Projekttag zur EU-Digitalpolitik an unserer Schule

Am 22. April 2026 fand für die 10. Klassen ein informativer Projekttag zum Thema Europäische Union statt. Die Veranstaltung wurde von Herrn David Jung von der Bayerischen Landeszentrale für politische Bildung geleitet und begann um 8 Uhr mit einer Vorstellungsrunde.
Thema und Methode
Unter dem Titel „What the Fake?! Digitalpolitik in der EU“ erlebten die Schülerinnen und Schüler ein interaktives Planspiel. Dabei handelte es sich um eine Simulation des politischen Alltags, bei der die Jugendlichen in die Rollen verschiedener Regierungschefs und Regierungen schlüpften und deren politische Positionen vertraten.
Vorbereitende Aktivitäten
Zur Einführung bearbeiteten die Klassen verschiedene Aufgaben in Gruppenarbeit.

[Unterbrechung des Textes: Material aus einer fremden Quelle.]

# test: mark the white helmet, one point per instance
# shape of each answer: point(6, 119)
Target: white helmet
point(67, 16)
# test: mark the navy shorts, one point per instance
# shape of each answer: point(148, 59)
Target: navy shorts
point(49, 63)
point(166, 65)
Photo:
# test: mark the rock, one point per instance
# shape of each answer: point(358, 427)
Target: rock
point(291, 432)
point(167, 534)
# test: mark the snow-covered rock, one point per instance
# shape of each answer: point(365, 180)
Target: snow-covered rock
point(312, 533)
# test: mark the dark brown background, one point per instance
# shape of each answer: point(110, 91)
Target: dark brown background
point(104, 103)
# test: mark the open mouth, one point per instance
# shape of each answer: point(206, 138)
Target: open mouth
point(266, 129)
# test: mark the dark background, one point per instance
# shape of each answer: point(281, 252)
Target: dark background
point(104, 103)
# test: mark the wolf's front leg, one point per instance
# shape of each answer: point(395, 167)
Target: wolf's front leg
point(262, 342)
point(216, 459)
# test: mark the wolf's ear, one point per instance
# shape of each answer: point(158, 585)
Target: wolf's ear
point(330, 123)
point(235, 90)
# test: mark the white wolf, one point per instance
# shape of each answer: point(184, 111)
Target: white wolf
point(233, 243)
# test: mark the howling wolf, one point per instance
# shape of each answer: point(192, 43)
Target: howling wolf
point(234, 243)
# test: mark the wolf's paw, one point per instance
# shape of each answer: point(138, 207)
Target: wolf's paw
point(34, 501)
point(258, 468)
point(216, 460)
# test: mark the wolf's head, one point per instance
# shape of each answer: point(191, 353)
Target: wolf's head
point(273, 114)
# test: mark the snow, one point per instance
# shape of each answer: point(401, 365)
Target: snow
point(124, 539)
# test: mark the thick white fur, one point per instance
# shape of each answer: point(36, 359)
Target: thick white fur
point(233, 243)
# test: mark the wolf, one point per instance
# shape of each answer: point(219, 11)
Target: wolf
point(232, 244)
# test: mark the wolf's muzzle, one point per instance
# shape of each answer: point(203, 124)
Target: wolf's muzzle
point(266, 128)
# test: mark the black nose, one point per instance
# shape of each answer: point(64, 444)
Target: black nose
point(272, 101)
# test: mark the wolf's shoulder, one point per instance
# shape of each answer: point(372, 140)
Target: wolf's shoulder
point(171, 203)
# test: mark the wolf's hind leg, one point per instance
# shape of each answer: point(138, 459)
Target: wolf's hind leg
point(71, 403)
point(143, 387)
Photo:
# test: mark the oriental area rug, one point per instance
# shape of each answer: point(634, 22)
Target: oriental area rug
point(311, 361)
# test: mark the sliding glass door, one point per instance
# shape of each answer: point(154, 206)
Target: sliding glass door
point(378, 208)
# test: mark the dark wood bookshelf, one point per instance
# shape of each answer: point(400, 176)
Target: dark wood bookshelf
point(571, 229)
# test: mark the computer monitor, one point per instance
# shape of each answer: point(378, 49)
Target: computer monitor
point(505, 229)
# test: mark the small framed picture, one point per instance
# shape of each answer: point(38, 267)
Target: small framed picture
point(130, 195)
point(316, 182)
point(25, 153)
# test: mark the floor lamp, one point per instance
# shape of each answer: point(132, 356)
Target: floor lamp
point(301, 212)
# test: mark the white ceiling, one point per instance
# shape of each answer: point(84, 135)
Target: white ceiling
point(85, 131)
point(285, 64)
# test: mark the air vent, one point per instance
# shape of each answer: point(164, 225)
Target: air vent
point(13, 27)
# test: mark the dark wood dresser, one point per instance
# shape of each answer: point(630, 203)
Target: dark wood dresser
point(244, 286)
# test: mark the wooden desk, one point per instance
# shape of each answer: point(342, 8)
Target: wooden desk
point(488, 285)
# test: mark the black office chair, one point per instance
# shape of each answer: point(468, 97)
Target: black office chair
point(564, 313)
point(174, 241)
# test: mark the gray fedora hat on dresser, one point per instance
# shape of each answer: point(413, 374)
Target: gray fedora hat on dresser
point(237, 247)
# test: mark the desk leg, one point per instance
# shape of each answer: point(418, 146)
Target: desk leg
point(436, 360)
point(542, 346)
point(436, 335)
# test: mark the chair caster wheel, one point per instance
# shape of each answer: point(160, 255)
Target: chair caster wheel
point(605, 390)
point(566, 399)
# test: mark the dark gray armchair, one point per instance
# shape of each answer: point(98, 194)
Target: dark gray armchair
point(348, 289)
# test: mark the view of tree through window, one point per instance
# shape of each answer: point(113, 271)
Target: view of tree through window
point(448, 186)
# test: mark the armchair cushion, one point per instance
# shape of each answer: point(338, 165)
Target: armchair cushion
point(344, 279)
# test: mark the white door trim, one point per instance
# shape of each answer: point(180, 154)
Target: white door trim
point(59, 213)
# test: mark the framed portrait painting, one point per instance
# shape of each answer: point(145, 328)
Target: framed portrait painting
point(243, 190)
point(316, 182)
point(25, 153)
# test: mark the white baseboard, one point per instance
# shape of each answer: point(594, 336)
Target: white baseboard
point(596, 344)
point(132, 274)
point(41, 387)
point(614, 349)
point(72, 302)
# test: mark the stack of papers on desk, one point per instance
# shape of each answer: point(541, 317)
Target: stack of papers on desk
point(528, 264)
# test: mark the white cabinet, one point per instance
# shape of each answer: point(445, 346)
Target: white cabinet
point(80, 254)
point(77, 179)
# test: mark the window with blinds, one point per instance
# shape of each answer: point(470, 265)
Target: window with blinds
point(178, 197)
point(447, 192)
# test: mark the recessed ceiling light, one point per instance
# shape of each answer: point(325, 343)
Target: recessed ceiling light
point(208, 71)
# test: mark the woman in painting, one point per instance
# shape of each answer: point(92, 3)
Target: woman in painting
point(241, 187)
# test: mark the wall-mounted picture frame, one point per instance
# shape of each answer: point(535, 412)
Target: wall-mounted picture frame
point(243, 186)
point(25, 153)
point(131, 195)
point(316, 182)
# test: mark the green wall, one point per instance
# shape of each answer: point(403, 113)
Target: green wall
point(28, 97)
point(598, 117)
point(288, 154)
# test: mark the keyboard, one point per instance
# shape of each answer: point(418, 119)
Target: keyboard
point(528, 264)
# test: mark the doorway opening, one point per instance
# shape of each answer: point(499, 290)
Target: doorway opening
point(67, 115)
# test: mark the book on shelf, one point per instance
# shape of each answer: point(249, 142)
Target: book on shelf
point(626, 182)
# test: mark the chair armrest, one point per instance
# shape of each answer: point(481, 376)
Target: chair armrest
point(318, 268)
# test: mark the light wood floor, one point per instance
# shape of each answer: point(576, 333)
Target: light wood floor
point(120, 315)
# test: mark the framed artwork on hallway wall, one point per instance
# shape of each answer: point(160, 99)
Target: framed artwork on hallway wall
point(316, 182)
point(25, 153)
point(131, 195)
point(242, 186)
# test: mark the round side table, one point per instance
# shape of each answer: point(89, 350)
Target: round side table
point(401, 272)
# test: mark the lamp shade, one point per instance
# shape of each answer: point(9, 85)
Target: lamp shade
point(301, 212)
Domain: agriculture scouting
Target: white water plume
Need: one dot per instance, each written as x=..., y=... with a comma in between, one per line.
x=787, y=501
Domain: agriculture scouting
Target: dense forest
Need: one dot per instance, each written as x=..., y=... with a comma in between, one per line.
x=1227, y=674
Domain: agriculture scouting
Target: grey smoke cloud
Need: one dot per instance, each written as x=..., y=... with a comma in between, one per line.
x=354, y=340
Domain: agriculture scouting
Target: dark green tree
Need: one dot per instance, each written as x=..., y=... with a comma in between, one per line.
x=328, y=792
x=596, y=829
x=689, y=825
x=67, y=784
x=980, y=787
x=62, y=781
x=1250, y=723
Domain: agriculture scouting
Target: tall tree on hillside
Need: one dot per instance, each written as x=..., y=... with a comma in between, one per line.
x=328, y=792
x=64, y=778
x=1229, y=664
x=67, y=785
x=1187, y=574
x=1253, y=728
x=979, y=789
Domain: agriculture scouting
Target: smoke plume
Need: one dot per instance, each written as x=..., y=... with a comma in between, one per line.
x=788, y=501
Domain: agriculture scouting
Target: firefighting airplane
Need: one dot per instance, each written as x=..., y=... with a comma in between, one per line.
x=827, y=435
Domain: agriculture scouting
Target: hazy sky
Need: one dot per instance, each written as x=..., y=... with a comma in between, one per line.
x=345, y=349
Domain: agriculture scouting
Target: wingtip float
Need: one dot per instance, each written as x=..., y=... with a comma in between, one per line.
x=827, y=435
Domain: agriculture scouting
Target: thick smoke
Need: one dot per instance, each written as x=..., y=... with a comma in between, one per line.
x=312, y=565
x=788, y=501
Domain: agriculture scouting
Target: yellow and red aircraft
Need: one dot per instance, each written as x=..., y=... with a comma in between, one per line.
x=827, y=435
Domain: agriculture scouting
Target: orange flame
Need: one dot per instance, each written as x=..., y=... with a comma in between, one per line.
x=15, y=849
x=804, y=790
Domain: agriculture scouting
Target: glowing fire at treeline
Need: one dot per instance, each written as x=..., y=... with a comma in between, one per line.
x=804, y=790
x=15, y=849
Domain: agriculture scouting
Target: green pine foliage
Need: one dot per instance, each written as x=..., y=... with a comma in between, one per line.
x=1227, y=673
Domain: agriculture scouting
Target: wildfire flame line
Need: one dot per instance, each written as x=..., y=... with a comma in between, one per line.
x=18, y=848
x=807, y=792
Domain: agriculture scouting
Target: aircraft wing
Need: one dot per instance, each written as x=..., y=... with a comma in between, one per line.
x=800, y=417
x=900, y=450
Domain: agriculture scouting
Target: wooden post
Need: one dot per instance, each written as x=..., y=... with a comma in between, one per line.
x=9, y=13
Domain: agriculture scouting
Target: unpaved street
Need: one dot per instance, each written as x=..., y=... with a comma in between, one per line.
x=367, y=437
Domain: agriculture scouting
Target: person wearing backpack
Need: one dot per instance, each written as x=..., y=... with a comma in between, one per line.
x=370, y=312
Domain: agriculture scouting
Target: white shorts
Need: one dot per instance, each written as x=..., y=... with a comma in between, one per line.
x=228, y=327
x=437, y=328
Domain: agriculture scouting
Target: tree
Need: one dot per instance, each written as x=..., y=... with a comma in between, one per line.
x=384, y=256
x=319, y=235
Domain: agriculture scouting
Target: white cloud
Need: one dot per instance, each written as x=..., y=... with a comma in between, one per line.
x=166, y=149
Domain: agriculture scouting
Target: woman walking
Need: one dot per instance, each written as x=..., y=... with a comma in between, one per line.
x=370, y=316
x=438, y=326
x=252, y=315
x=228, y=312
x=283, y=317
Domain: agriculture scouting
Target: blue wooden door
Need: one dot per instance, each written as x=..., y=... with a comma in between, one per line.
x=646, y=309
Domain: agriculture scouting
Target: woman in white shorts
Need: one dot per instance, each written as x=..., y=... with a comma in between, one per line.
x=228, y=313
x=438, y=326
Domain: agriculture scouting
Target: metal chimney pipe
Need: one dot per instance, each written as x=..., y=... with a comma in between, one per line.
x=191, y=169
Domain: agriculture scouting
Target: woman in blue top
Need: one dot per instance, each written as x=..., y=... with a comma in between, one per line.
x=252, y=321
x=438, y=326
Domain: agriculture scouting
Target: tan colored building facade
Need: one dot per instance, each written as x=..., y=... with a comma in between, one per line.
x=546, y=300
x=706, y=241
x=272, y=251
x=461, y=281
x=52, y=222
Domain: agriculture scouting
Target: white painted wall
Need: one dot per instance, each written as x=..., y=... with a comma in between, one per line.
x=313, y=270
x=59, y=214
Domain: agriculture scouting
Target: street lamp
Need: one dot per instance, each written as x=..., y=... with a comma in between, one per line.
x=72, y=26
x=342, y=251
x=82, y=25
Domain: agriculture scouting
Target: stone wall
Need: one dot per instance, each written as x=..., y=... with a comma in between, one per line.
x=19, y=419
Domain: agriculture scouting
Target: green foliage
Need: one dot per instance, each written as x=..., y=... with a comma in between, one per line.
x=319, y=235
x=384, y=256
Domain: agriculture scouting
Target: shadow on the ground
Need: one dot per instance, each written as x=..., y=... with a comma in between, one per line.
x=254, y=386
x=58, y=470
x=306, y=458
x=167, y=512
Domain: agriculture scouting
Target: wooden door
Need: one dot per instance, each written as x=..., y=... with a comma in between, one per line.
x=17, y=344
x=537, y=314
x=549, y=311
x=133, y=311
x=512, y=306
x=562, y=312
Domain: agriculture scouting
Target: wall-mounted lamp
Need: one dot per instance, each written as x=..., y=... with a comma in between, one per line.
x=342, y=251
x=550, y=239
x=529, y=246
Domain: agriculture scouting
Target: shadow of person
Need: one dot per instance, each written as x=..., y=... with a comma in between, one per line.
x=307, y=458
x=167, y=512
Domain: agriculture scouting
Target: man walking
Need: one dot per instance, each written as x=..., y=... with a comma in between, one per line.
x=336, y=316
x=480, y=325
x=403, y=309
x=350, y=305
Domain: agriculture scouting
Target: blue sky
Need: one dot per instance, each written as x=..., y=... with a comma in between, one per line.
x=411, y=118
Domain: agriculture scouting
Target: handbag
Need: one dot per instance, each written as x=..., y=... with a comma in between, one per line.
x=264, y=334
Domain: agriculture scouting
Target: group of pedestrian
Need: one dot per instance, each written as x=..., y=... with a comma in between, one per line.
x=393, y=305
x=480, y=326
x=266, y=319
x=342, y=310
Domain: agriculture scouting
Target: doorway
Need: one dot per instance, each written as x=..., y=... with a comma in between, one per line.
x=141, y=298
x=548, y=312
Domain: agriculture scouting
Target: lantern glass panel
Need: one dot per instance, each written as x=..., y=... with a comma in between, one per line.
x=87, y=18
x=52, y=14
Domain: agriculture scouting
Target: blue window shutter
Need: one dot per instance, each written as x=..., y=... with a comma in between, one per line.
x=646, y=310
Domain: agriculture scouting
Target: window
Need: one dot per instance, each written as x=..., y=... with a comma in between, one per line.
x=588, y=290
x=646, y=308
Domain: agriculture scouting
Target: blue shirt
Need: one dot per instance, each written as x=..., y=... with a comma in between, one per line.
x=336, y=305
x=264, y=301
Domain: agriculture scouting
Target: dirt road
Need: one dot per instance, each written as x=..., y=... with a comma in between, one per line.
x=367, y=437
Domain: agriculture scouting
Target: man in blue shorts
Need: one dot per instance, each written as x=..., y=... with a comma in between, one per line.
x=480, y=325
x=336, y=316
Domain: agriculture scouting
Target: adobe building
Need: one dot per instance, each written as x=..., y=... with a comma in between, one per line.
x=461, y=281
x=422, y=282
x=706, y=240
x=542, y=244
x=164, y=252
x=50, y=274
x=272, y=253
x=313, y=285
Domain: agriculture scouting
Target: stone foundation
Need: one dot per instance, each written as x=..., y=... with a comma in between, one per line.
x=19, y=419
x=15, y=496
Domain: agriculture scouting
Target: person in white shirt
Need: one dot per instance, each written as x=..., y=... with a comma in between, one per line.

Sie ordneten wichtige Meilensteine der europäischen Geschichte chronologisch zu, wobei jeweils ein Bild, ein Ereignis und eine Jahreszahl kombiniert werden mussten –beispielsweise die Gründung der Europäischen Gemeinschaft für Kohle und Stahl im Jahr 1951. Anschließend spielten die Gruppen ein EU-Bingo zur spielerischen Wissensvermittlung.
Das digitale Planspiel
Im Zentrum stand die EU-Digitalpolitik mit kontroversen Fragestellungen zum Umgang mit schädlichen und rechtswidrigen Inhalten wie Hate Speech und Fake News. Nach der Vorstellung der digitalen Plattform erhielten die Schülerinnen und Schüler iPads zur Durchführung des Planspiels. Sie übernahmen die Rollen von zehn EU-Mitgliedsstaaten – Deutschland, Österreich, Finnland, Frankreich, Italien, Ungarn, Kroatien, Portugal, Estland und Slowakei – und simulierten Verhandlungen im fiktiven Ministerrat.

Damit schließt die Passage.